Qualche esempio. Vodafone Special 50 Digital Edition: minuti e sms illimitati, 50 GB anche su 5G a 7 euro al mese. Ma bisogna essere utenti Iliad, Fastweb, e operatori di virtuali esclusi Ho, Kena Mobile e CoopVoce.Per Kena e Coop c'è un'altra versione che costa però 9,90 euro a parità di altre caratteristiche.Sempre 50 GB ma solo su 4G con Tim Supreme News, a 5,99 euro al mese e disponibile solo per Iliad e virtuali eccetto Kena, Ho, Very Mobile e Lycamobile.Non deve sorprendere l'esclusione frequente di Kena, Very Mobile e Ho, dato che questi sono marchi di Tim, Wind 3 e Vodafone rispettivamente; e i big con le offerte “operator attack” non vanno a pestare i piedi ai “colleghi” principali della telefonia ma solo ai concorrenti minori.

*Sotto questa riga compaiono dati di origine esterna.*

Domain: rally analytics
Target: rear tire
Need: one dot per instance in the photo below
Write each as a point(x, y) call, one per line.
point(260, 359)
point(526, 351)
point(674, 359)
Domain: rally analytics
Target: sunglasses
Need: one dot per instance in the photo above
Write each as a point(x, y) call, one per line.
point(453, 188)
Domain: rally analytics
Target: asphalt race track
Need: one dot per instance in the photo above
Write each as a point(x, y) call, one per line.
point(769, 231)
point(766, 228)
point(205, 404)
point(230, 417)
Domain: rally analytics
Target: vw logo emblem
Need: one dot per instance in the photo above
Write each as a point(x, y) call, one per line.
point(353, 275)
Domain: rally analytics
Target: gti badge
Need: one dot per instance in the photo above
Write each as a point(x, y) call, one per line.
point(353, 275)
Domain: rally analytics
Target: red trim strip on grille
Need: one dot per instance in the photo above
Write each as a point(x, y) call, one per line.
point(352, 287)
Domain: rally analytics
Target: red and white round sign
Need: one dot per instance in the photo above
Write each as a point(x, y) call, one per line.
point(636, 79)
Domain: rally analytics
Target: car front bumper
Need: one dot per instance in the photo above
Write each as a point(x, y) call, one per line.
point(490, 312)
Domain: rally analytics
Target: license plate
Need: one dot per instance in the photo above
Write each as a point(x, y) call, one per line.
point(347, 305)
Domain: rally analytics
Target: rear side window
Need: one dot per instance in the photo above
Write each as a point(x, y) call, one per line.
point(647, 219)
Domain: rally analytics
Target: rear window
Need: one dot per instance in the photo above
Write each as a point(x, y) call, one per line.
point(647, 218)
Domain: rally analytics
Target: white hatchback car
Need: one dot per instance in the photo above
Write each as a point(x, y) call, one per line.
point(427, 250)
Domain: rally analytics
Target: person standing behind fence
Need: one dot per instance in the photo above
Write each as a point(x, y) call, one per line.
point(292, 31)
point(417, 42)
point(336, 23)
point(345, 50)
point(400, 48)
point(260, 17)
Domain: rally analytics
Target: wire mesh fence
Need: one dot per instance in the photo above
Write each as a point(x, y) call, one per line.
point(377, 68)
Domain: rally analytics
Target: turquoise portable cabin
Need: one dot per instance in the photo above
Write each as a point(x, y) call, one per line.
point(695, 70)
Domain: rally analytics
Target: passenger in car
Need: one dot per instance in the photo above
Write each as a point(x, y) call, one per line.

No a una nuova guerra dei prezzi

L'idea di fondo è che si vuole evitare di scatenare una nuova guerra dei prezzi senza quartieri, limitando i super sconti a operazioni di recupero clienti (perlopiù) finiti a Iliad e simili.Così anche Wind 3: con Go 50 Top Plus si rivolge solo ai virtuali, a 5,99 euro al mese con minuti illimitati, 200 sms e 50 GB alla massima velocità disponibile. Il costo sale di un euro per clienti Iliad, Fastweb e PosteMobile.Beninteso: questo scacchiere di operatori “attaccati” dalle offerte è mutevole; a seconda del periodo Wind 3, Vodafone e Tim si dedicano a certi concorrenti più che ad altri.In linea generale, teniamo conto di alcuni consigli se ci interessano queste offerte.Primo: c'è un costo di attivazione e un costo di acquisto della sim, entrambi molto variabili (da 4 e 15 euro). Secondo: bisogna cogliere l'attimo, non appena si rendono disponibili le offerte e quindi contattando l'operatore nei canali adatti per attivarla. Terzo: a volte le operator attack hanno limiti di velocità o non possono accedere alla rete 5G.Quarto: alcuni utenti cambiano operatore, passando ad esempio a un virtuale, al solo scopo di diventare elegibili per una delle offerte scontate come quelle qui esposte. Il fenomeno, chiamato nel settore di “turismo telefonico”, ha alcuni svantaggi da considerare: il prezzo di attivazione e nuova sim (dell'operatore intermedio e di quello finale); eventuali costi di disdetta (del primo operatore e di quello intermedio). Consideriamoli nel computo, per capire l'effettivo risparmio. E ora grazie allo studio SosTariffe sappiamo che, almeno per il momento, se vogliamo fare “turismo telefonico” è utile approdare soprattutto a Iliad e Poste Mobile; Kena e Ho invece andrebbero considerati un punto di arrivo per il proprio viaggio telefonico.